The idea is to fit a neural network or a GP to predict the function \text{expected_force}? So this surrogate model would take n + 1 inputs (n values for \theta and the calcium concentration), and return one output (the expected force). To train it you would take some parameter and p_\text{Ca} values, evaluate your expensive function, and fit the GP or neural network on this data, to find an approximation \text{expected_force}^*. You can then plug this faster function into the actual model to sample the posterior for the parameters.

Is that the general idea, or did I misunderstand something? Assuming this is correct, here are a couple of thoughts, but take them with a grain of salt…

  • My first instinct for a surrogate model would probably be a neural network, probably not a GP. GPs can work in ~20 dimensional space, but they depend a lot on a consistent and meaningful sense of distance in the space where they are defined. So you would want to expect about equal changes in the output of the function if you change any of the parameters by the same amount, or the lengthscale doesn’t really make much sense. I think that is rarely the case unless you take great care to rescale appropriately. I think there are also a couple of other options:
  • I don’t necessarily see a good reason to fit this surrogate model with PyMC. Do you really need the uncertainty of the surrogate model? I can think of uses for this, but is it worth the cost? And if you fit a GP with PyMC it is not completely trivial (or cheap) to compute expected values at new locations, which you need to do the uncertainty quantification for the parameters. Using a library that is made for surrogate modeling or just hand writing something with jax/equinox might be easier. You can still integrate the resulting function into a pymc model later with pytensor.wrap_jax or pytensor.wrap_py. There are also more options, like XGBoost, random forests, Chaos Polynomial Expansion etc…

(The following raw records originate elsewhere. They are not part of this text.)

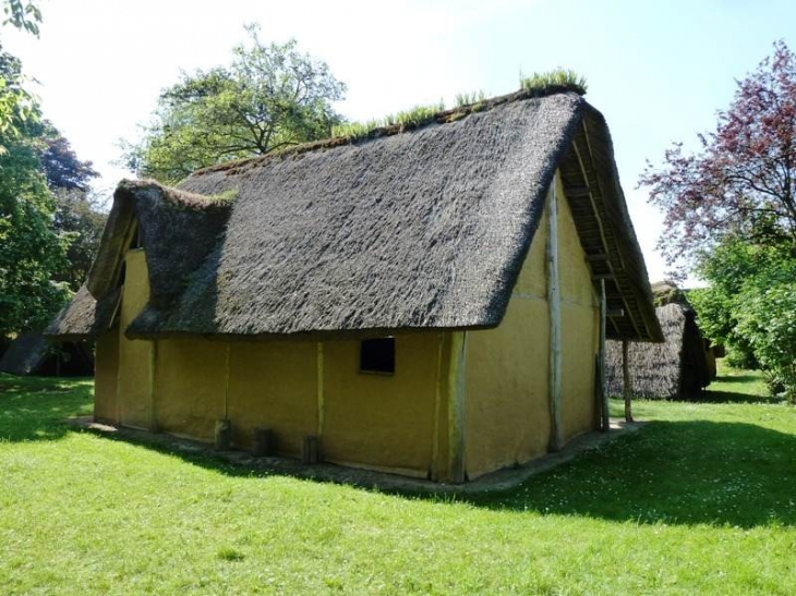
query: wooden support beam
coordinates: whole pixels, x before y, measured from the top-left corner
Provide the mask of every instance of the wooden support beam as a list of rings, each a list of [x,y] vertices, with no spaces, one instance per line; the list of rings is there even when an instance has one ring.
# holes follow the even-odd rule
[[[465,389],[467,331],[450,335],[448,367],[448,473],[451,483],[465,482]]]
[[[547,191],[547,312],[550,314],[550,450],[562,448],[562,313],[558,284],[558,204],[556,181]]]
[[[625,422],[632,422],[632,380],[628,361],[627,340],[622,341],[622,393],[625,398]]]
[[[605,323],[606,323],[606,309],[605,309],[605,280],[600,282],[600,386],[601,391],[601,422],[603,433],[607,433],[611,429],[611,418],[608,417],[608,391],[605,387]]]

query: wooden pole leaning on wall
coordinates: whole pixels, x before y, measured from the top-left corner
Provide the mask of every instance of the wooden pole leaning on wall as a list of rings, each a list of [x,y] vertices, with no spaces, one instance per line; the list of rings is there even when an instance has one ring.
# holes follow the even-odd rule
[[[558,451],[562,438],[562,312],[558,284],[558,203],[555,179],[547,191],[547,313],[550,315],[550,445],[551,451]]]
[[[603,433],[611,430],[611,417],[608,415],[608,391],[605,387],[605,326],[606,326],[606,307],[605,300],[605,280],[600,280],[600,410],[602,415],[600,416],[602,422]]]
[[[632,422],[632,379],[628,362],[628,342],[622,340],[622,393],[625,398],[625,422]]]
[[[448,367],[448,472],[447,481],[465,482],[465,400],[467,373],[467,331],[450,335]]]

  • A big problem in surrogate modeling is knowing where in the input space you want to train the surrogate model. Since you typically don’t really know where the posterior is (or why would you want to run this model otherwise?) how do you choose the training input data? If you are unlucky, you might end up in a loop, where you have some training data, fit the model with it, only to repeatetly discover that the surrogate model isn’t very good where the sampler ended up. I don’t think it is obvious why first training a surrogate model and then sampling necessarily need fewer full model evaluations rather than just sampling normally in the first place. Not that it can’t be better, but it doesn’t have to be so. It is usually easier to parallelize compared to sampling though.

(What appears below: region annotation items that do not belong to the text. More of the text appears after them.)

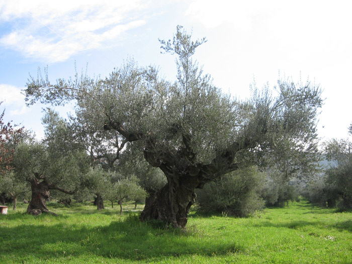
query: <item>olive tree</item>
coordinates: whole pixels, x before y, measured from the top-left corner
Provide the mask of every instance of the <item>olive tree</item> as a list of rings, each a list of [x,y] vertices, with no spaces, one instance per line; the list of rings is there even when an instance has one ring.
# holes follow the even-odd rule
[[[352,125],[349,132],[352,135]],[[330,196],[341,199],[338,205],[342,209],[352,208],[352,142],[348,139],[332,139],[326,143],[328,160],[332,161],[326,170],[325,185]],[[333,194],[335,195],[334,196]]]
[[[285,138],[295,146],[306,148],[295,143],[315,133],[322,103],[318,86],[280,80],[276,95],[265,87],[254,91],[249,100],[236,100],[215,86],[193,59],[206,40],[194,41],[178,26],[172,40],[160,41],[165,53],[177,56],[172,82],[161,78],[154,67],[129,61],[105,79],[76,74],[52,84],[46,70],[45,77],[40,72],[37,78],[31,77],[24,91],[29,105],[75,100],[105,130],[139,144],[145,160],[159,168],[167,181],[148,200],[142,220],[184,227],[195,189],[286,147],[277,144],[282,135],[289,135]]]

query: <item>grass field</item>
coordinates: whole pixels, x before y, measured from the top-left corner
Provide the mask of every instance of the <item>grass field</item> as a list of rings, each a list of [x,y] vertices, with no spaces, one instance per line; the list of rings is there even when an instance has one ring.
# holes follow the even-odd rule
[[[142,205],[48,207],[59,216],[0,215],[0,262],[352,263],[352,213],[304,201],[248,218],[193,212],[184,230],[140,223]]]

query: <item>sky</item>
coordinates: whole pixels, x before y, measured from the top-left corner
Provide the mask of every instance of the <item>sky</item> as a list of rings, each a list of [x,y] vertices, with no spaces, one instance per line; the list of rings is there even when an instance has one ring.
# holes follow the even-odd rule
[[[280,77],[323,90],[317,129],[322,140],[345,138],[352,123],[352,3],[348,1],[0,0],[0,111],[44,136],[39,104],[28,107],[21,90],[30,74],[49,77],[87,69],[104,77],[124,60],[158,66],[175,79],[175,58],[158,39],[178,25],[207,38],[195,58],[224,93],[245,99],[250,84],[273,87]],[[57,108],[60,114],[72,111]]]

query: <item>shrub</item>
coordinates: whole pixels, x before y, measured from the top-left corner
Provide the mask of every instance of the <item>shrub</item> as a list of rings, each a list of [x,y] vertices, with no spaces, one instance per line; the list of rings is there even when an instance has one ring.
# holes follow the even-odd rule
[[[255,167],[237,170],[196,190],[197,209],[245,217],[263,208],[259,193],[264,175]]]

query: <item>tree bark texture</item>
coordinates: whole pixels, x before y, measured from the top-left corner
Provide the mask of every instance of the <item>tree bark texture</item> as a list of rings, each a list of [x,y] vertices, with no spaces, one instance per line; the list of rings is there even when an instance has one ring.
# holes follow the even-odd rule
[[[29,214],[31,213],[32,210],[35,210],[36,211],[35,214],[37,214],[38,213],[38,211],[40,210],[41,213],[56,215],[55,213],[49,211],[46,207],[46,201],[50,197],[50,190],[57,190],[70,195],[74,193],[74,191],[67,191],[55,185],[50,184],[44,177],[42,177],[40,179],[33,178],[28,179],[28,181],[31,184],[32,191],[32,199],[27,209],[27,212]]]
[[[98,210],[104,209],[104,200],[103,199],[103,197],[98,193],[96,193],[96,197],[94,198],[94,203],[97,206]]]
[[[39,209],[42,213],[49,213],[46,201],[50,196],[49,185],[46,181],[40,182],[37,179],[30,181],[32,191],[32,199],[28,205],[27,212],[30,213],[33,209]]]
[[[13,210],[16,210],[16,206],[17,205],[17,196],[15,196],[14,197],[14,201],[13,202],[14,207]]]
[[[141,220],[159,220],[174,228],[184,227],[187,223],[190,208],[196,197],[194,192],[196,187],[188,185],[189,183],[189,180],[173,179],[149,196],[141,213]]]
[[[122,201],[121,200],[119,201],[119,204],[120,205],[120,214],[122,214]]]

Sampling with surrogate models is cool, but I think it quickly turns into more of a research project about sampling and function approximation. I don’t think it is a well developed standard method just yet. Before I’d go there, I’d first make sure that just sampling like usual really doesn’t work. How slow is your model function? With that few parameters even gradient-free methods might still have a good chance of working, and SMC or some other population sampler might still work (and those can run in parallel quite well).